Explore popular quotes and sayings by an American investor Irving Kahn.
Last updated on December 21, 2024.
Irving Kahn was an American investor and philanthropist. He was the oldest living active investor. He was an early disciple of Benjamin Graham, who popularized the value investing methodology. Kahn began his career in 1928 and continued to work until his death. He was chairman of Kahn Brothers Group, Inc., the privately owned investment advisory and broker-dealer firm that he founded with his sons, Thomas and Alan, in 1978.
I stopped wasting time on what [other] people claimed a stock was worth and started looking at the numbers.
This may surprise you, but there were a large number of valuable buys during the Depression.
Investors have no reason to feel bearish. True value investors are glad the markets are down.
It is very important to have a widespread curiosity about life.
Investors must remember that their first job is to preserve their capital. After they've dealt with that, they can approach the second job, seeking a return on that capital.
I'm at the stage in life where I get a lot of pleasure out of finding a cheap stock.
You must have the discipline and temperament to resist your impulses. Human beings have precisely the wrong instincts when it comes to the markets.
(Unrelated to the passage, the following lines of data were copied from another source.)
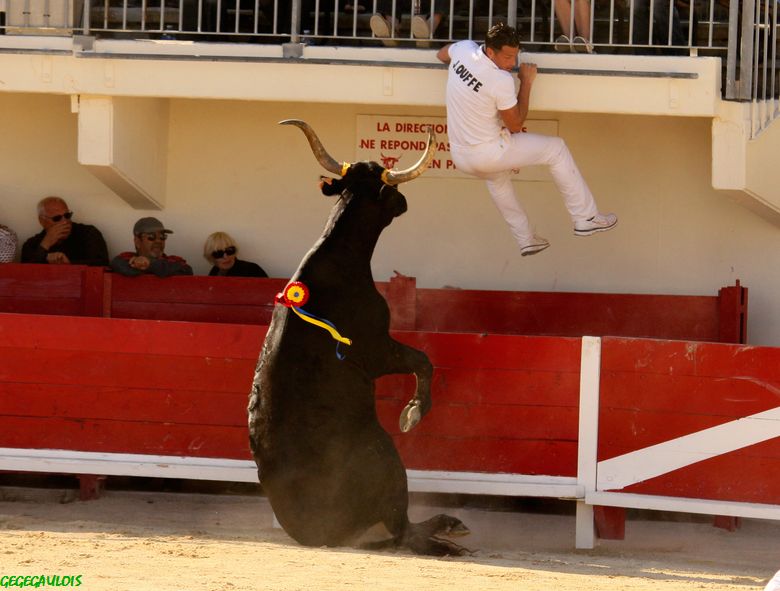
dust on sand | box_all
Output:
[0,487,780,591]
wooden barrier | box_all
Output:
[0,264,747,343]
[0,314,780,547]
[0,263,104,316]
[0,265,760,537]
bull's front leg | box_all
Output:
[382,339,433,433]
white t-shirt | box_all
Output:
[447,41,517,147]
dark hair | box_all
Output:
[485,23,520,51]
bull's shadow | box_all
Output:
[249,120,468,555]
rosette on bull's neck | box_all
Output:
[279,119,436,185]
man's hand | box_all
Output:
[46,252,70,265]
[517,63,536,85]
[130,256,151,271]
[41,221,71,250]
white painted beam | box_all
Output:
[76,95,168,209]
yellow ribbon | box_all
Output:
[291,306,352,345]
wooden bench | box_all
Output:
[0,264,748,343]
[0,264,747,537]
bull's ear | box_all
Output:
[379,183,398,199]
[320,176,342,197]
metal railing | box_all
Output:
[0,0,780,136]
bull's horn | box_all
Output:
[279,119,349,176]
[382,126,436,185]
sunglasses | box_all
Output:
[43,211,73,223]
[139,232,168,242]
[211,246,236,259]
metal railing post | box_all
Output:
[732,0,756,100]
[724,2,739,100]
[81,0,92,36]
[290,0,301,43]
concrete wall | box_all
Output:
[0,93,780,346]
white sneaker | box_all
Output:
[368,13,398,47]
[574,213,617,236]
[555,35,572,52]
[571,35,593,53]
[412,14,431,39]
[520,236,550,257]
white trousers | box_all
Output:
[450,130,598,247]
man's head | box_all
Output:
[38,197,73,240]
[485,23,520,72]
[133,218,173,259]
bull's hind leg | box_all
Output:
[401,513,471,556]
[377,339,433,433]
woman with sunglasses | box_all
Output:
[0,224,17,263]
[203,232,268,277]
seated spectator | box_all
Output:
[554,0,593,53]
[0,224,17,263]
[369,0,449,47]
[631,0,684,55]
[22,197,108,267]
[111,218,192,277]
[203,232,268,277]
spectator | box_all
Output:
[555,0,593,53]
[22,197,108,267]
[631,0,684,55]
[369,0,445,47]
[111,218,192,277]
[0,224,17,263]
[203,232,268,277]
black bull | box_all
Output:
[249,120,468,555]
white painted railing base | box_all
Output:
[0,447,585,498]
[0,337,780,548]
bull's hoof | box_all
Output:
[398,400,422,433]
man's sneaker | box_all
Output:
[571,35,593,53]
[412,14,431,39]
[368,13,398,47]
[574,213,617,236]
[520,236,550,257]
[555,35,572,53]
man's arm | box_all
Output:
[436,43,452,64]
[149,255,192,277]
[499,64,536,133]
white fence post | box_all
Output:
[575,337,601,548]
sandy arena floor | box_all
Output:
[0,487,780,591]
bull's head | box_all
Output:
[279,119,436,194]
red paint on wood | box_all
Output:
[0,378,251,427]
[0,417,251,460]
[0,314,268,358]
[417,289,719,341]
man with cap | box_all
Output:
[111,217,192,277]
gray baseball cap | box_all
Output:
[133,218,173,236]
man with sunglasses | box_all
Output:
[22,197,108,267]
[111,217,192,277]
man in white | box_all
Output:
[437,23,617,256]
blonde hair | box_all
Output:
[203,232,238,265]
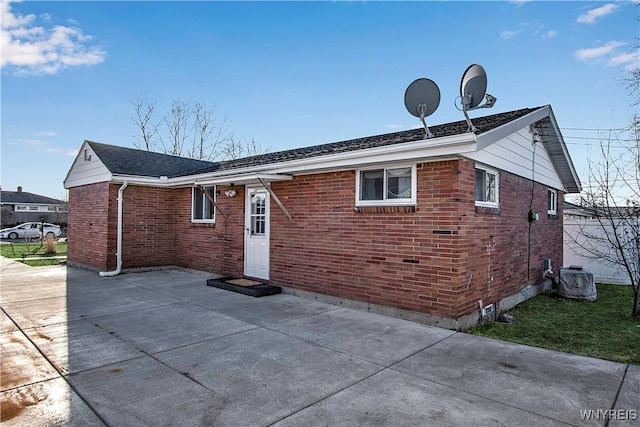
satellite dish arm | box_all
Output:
[418,104,433,138]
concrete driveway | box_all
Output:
[0,258,640,426]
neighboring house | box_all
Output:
[563,202,631,284]
[0,186,67,228]
[65,106,580,329]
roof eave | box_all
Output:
[113,133,476,187]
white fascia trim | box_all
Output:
[477,105,551,151]
[112,132,477,187]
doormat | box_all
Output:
[207,277,282,298]
[226,279,263,286]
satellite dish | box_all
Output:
[404,78,440,138]
[458,64,497,132]
[460,64,487,110]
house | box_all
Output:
[0,186,67,228]
[65,106,580,329]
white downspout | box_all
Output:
[100,181,128,277]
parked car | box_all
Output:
[0,222,62,240]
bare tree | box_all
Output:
[159,98,192,156]
[131,93,158,151]
[569,117,640,319]
[187,102,231,159]
[222,134,268,160]
[132,94,266,161]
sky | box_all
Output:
[0,0,640,199]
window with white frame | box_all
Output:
[547,188,558,215]
[476,166,500,207]
[356,165,416,206]
[191,186,216,222]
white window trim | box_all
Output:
[547,188,558,215]
[191,185,216,224]
[356,163,418,207]
[473,164,500,208]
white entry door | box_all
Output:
[244,187,270,280]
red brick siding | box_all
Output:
[119,185,175,268]
[69,159,563,318]
[458,160,562,316]
[174,186,245,276]
[271,162,470,317]
[67,182,117,271]
[271,160,562,318]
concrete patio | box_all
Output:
[0,257,640,426]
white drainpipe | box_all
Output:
[100,181,128,277]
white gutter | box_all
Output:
[100,181,129,277]
[102,133,476,188]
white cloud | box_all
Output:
[575,40,625,61]
[576,3,618,24]
[0,1,106,75]
[500,30,522,40]
[47,147,78,157]
[607,50,640,71]
[24,139,49,147]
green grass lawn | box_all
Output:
[0,241,67,267]
[467,284,640,365]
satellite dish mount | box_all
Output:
[404,78,440,138]
[456,64,497,132]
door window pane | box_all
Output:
[250,193,267,236]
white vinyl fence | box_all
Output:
[563,218,631,284]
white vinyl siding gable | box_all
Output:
[64,143,113,188]
[465,128,564,189]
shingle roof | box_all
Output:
[87,107,540,178]
[0,190,64,205]
[179,107,539,176]
[86,141,214,177]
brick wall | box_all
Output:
[69,159,563,319]
[119,185,175,268]
[458,160,563,316]
[271,159,562,318]
[174,186,245,276]
[67,182,118,271]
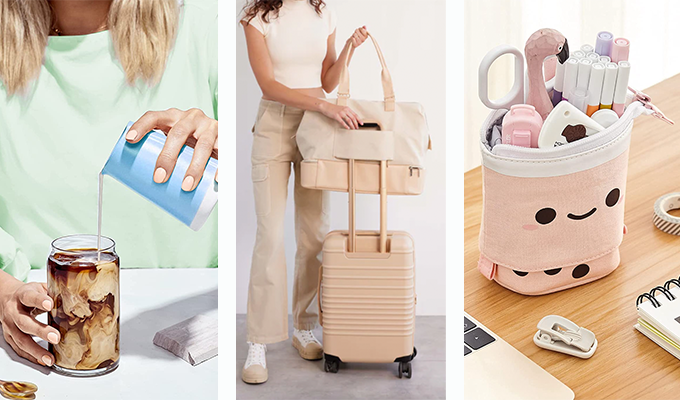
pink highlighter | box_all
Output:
[501,104,543,148]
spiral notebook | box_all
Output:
[635,278,680,359]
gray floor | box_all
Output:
[236,314,446,400]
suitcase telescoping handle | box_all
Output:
[348,159,387,253]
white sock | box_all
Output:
[293,329,321,347]
[243,342,267,369]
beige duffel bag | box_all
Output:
[296,34,430,195]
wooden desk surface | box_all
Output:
[465,75,680,400]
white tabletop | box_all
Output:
[0,269,217,400]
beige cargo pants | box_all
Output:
[247,100,329,344]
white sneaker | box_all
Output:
[293,329,323,360]
[241,342,269,383]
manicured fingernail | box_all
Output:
[182,176,194,192]
[153,167,168,183]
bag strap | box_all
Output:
[348,159,387,253]
[338,33,394,111]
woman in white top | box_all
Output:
[241,0,368,383]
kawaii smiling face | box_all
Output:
[480,152,628,271]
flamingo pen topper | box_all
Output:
[524,28,569,120]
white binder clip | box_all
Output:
[534,315,597,358]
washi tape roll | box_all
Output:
[654,193,680,236]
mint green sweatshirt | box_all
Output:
[0,0,217,280]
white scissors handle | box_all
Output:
[479,45,524,109]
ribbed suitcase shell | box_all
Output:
[320,231,416,363]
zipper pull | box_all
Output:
[628,86,675,125]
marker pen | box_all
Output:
[568,58,593,113]
[612,61,630,117]
[586,63,605,117]
[611,38,630,63]
[570,50,586,60]
[562,57,578,101]
[552,62,564,106]
[586,51,600,64]
[576,58,593,89]
[595,31,614,56]
[600,63,619,110]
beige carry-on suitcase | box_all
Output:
[317,160,416,378]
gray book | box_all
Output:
[153,310,217,366]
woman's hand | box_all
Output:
[347,25,368,47]
[0,281,60,366]
[319,101,364,129]
[125,108,218,192]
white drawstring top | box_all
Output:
[250,0,336,89]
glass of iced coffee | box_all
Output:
[47,235,120,376]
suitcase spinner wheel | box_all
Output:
[323,354,340,374]
[323,347,418,379]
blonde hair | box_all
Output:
[0,0,179,95]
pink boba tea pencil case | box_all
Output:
[478,100,654,295]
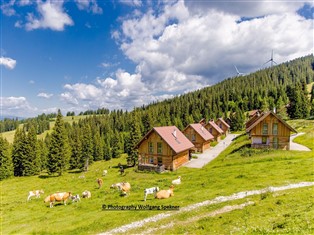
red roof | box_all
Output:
[208,121,224,134]
[218,118,230,128]
[185,123,214,141]
[246,111,298,133]
[153,126,194,153]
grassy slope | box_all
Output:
[1,121,314,234]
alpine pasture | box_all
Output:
[0,120,314,234]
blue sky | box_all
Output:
[0,0,314,117]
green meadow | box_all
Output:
[0,120,314,234]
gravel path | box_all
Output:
[100,182,314,235]
[290,133,311,151]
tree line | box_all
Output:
[0,55,314,179]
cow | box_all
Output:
[82,190,92,198]
[27,189,44,201]
[172,176,181,185]
[155,185,174,199]
[71,194,81,202]
[44,192,72,208]
[144,187,159,201]
[110,182,131,195]
[96,178,103,188]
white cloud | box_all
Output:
[75,0,103,14]
[186,0,313,17]
[119,0,143,7]
[0,0,16,16]
[0,96,37,117]
[25,1,74,31]
[0,57,16,69]
[117,1,313,94]
[37,92,53,99]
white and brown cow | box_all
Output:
[27,189,44,201]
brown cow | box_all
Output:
[155,185,174,199]
[97,178,104,188]
[44,192,72,208]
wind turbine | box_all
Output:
[262,50,277,67]
[234,65,244,76]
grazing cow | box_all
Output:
[144,187,159,201]
[71,194,81,202]
[110,182,131,195]
[97,178,104,188]
[119,166,124,175]
[27,189,44,201]
[172,176,181,185]
[82,190,92,198]
[44,192,72,208]
[155,185,174,199]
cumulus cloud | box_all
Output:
[37,92,53,99]
[61,69,157,110]
[0,96,37,117]
[186,0,313,17]
[75,0,103,14]
[115,1,313,93]
[25,1,74,31]
[0,57,16,69]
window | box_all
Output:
[157,142,162,155]
[148,142,154,154]
[273,137,278,149]
[262,137,267,144]
[262,123,268,135]
[273,123,278,135]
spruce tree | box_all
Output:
[47,110,71,176]
[80,124,93,171]
[0,136,14,180]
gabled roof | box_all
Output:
[208,121,224,134]
[218,118,230,128]
[183,123,214,141]
[246,111,297,133]
[135,126,194,153]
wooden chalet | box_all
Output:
[246,111,297,150]
[182,123,214,153]
[216,118,230,136]
[135,126,194,172]
[205,120,224,142]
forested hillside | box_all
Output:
[0,55,314,179]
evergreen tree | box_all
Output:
[12,128,27,176]
[80,124,93,171]
[127,119,141,166]
[0,136,14,180]
[47,110,71,176]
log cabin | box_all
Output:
[135,126,194,172]
[216,118,230,136]
[182,123,214,153]
[205,120,223,142]
[246,111,297,150]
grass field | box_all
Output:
[0,120,314,234]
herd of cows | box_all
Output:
[27,170,181,208]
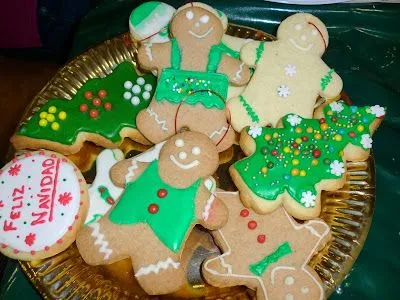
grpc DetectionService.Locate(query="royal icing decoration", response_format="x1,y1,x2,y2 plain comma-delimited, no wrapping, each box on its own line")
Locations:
14,62,156,145
0,151,87,255
233,102,384,214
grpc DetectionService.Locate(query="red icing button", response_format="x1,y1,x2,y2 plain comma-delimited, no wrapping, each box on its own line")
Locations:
257,234,266,244
157,189,168,198
247,221,257,230
83,91,93,100
148,203,158,214
240,208,249,218
79,103,88,112
97,90,107,99
92,98,101,106
104,102,112,110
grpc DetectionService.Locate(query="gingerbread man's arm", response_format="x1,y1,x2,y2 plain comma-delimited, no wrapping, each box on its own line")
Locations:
319,62,343,99
196,181,228,230
240,41,265,67
138,43,171,71
110,157,149,187
218,55,250,86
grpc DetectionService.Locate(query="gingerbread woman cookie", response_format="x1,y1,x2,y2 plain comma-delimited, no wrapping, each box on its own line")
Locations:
136,6,250,151
203,191,330,300
229,101,385,220
77,132,227,295
228,13,343,131
0,150,89,260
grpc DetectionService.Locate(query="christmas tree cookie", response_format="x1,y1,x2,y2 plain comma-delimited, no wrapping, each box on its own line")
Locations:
11,62,156,154
230,101,385,220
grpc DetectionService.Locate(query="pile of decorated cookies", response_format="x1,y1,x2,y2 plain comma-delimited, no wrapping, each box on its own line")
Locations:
0,2,385,299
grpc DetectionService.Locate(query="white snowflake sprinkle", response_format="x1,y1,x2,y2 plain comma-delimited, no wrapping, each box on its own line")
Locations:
284,64,297,77
329,102,344,113
248,125,262,139
300,191,316,208
277,84,290,98
370,105,385,118
329,160,345,176
361,133,372,149
286,115,301,126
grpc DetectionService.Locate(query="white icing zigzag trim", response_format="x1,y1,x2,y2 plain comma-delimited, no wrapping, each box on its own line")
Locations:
146,107,168,131
135,257,181,277
233,63,244,81
125,158,139,183
88,222,112,260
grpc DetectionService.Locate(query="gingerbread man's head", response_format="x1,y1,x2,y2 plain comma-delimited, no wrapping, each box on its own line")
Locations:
171,6,225,45
277,13,329,56
159,131,218,188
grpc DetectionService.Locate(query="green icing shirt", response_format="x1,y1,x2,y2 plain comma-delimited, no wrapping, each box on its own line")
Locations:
109,161,201,252
155,38,229,109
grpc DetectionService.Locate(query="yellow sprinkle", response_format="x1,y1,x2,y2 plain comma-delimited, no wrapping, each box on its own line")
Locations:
58,111,67,120
321,123,329,131
46,114,56,123
290,169,300,176
51,122,60,131
283,146,290,153
39,119,47,127
48,106,57,114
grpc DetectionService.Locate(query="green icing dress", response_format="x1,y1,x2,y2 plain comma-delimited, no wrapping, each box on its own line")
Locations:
155,38,229,109
109,161,201,252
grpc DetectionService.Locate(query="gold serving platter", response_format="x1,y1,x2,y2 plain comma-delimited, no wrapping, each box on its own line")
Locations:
9,24,375,299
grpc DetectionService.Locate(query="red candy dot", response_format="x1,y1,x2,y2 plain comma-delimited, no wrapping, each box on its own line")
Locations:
83,91,93,100
104,102,112,110
79,103,89,112
313,149,321,158
247,221,257,230
97,90,107,99
240,208,249,218
89,109,99,119
157,189,168,198
257,234,266,244
148,203,158,214
92,98,101,106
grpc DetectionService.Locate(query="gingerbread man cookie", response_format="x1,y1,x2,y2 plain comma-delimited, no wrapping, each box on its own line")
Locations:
229,101,385,220
203,191,330,300
136,6,250,151
0,151,89,260
228,13,343,131
77,132,227,295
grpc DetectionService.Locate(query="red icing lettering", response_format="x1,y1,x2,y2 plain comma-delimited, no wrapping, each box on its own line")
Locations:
3,220,17,231
10,210,22,220
31,211,47,226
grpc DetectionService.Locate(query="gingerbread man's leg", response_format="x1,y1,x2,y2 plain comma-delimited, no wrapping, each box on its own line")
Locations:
136,99,178,144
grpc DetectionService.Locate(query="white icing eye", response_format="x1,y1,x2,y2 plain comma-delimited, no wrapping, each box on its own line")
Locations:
178,151,187,159
192,147,201,155
200,15,210,24
175,139,185,148
186,10,193,20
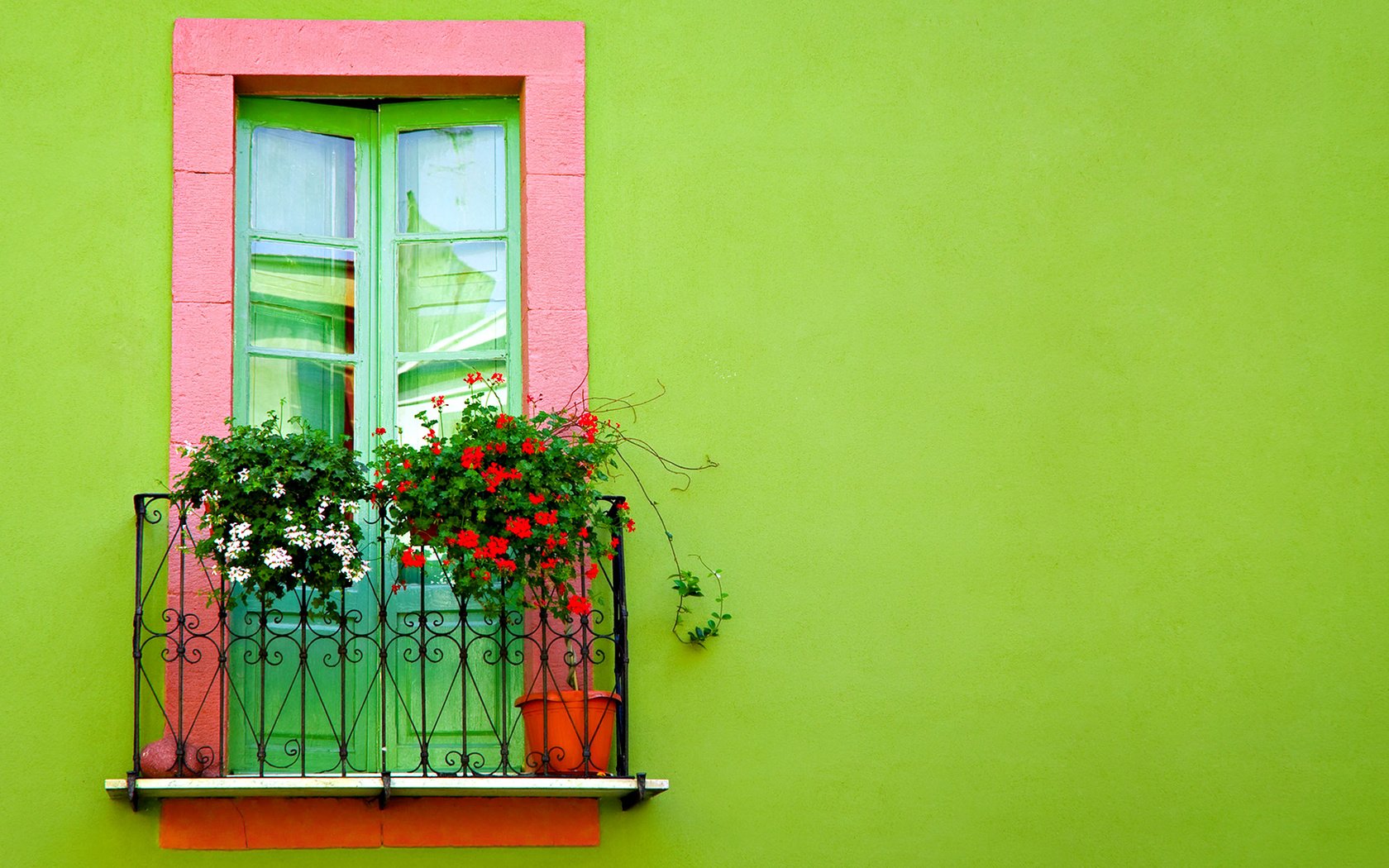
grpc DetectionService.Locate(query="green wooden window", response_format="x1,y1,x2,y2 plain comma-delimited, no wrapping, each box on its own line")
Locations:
228,98,521,774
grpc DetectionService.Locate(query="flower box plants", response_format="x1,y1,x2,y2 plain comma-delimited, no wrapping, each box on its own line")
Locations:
372,372,636,774
174,413,368,617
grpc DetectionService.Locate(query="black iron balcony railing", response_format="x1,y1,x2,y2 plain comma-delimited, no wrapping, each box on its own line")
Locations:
128,494,645,801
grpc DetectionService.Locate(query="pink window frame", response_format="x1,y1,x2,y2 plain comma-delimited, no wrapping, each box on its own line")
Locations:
165,18,588,772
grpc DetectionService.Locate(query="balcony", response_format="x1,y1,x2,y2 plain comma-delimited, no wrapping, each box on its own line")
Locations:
106,494,668,808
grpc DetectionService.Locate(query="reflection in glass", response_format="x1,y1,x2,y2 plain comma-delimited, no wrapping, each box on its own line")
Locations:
396,361,507,445
396,241,507,353
249,241,356,353
396,126,507,233
246,355,353,446
251,126,356,237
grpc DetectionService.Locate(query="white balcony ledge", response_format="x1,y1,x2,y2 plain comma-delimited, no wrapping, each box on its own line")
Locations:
106,775,671,807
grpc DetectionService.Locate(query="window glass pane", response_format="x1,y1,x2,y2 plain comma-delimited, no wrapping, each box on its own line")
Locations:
251,126,356,237
396,361,507,445
396,241,507,353
246,355,353,445
396,126,507,233
249,241,356,353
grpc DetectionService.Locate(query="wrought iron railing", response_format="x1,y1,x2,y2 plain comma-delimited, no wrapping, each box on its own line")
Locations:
128,494,629,793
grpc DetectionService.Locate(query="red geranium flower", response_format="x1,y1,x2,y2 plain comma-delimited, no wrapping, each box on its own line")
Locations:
568,594,593,617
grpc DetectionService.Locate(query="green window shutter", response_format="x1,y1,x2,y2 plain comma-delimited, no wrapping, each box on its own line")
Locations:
228,98,523,774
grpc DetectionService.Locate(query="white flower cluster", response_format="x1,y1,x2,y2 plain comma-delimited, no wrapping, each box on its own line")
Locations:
284,516,367,584
214,521,251,561
264,546,294,570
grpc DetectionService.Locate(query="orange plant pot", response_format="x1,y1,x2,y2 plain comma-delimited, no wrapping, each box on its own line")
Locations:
515,690,623,775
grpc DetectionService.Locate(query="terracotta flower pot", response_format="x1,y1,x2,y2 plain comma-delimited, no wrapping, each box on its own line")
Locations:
515,690,623,775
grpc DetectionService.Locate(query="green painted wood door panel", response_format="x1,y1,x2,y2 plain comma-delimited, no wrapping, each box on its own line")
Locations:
228,98,521,774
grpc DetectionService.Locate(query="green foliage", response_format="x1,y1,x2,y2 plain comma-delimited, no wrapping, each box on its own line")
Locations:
174,413,368,615
372,372,635,618
670,558,733,646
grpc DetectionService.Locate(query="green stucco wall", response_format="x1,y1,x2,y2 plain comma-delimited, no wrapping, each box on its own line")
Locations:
0,0,1389,866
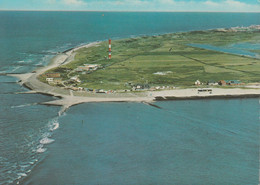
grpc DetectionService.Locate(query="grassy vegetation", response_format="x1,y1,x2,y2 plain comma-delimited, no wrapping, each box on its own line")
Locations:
46,31,260,90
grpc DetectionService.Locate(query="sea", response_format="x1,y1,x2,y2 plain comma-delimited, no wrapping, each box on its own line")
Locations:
0,11,260,185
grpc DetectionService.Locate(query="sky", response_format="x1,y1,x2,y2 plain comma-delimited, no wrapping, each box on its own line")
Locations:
0,0,260,12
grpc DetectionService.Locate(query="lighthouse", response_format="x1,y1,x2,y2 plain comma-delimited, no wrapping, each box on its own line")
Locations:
108,39,111,59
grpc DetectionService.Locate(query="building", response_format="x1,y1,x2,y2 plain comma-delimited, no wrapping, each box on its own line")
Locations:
43,73,60,78
46,78,53,83
76,64,100,72
218,80,227,86
70,76,81,83
219,80,243,86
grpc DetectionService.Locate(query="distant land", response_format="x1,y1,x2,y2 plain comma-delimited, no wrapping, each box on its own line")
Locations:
40,26,260,90
10,25,260,112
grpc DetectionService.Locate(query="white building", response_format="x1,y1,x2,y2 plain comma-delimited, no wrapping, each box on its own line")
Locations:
194,80,201,85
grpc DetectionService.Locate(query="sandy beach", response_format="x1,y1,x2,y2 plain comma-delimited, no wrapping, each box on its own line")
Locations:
10,42,260,113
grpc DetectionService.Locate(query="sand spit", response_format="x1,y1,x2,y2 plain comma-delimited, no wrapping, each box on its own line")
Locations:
9,42,260,114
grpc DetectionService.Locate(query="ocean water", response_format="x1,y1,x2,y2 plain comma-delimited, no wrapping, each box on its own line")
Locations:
0,11,260,185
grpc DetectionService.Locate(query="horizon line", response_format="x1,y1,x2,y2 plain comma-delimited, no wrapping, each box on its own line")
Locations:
0,9,260,13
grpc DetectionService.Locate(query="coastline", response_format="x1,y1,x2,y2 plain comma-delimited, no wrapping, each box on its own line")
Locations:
9,42,260,114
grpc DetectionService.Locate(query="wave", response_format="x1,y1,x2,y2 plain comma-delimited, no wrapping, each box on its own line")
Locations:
50,122,60,132
36,147,47,153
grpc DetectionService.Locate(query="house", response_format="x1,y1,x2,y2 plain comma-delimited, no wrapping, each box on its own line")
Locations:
218,80,227,86
46,78,53,83
70,76,81,83
226,80,241,85
132,84,150,91
76,64,100,72
219,80,243,86
194,80,201,85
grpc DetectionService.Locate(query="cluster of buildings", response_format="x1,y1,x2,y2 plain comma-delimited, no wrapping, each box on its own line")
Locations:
42,73,62,84
76,64,101,72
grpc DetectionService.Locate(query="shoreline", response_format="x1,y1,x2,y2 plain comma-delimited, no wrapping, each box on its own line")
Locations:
8,38,260,114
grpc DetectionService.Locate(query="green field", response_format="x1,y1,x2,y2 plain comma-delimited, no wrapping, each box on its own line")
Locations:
44,28,260,90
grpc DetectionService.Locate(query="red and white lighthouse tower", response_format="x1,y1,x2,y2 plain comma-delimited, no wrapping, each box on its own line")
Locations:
108,39,112,59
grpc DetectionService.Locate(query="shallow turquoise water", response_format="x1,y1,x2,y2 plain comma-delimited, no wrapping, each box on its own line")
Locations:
0,11,260,184
189,42,260,58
If you recognise this, you can resist the urge to buy into a rally and sell into a decline. It’s also helpful to remember the power of compounding. You don’t need to stretch for returns to grow your capital over the course of your life.
Real investors should never feel bearish because the time to buy value is when markets go down!
Don't depend on recent or current figures to forecast future prices; remember that many others knew them before you did
The Depression taught me what frugality means and the importance of not losing money.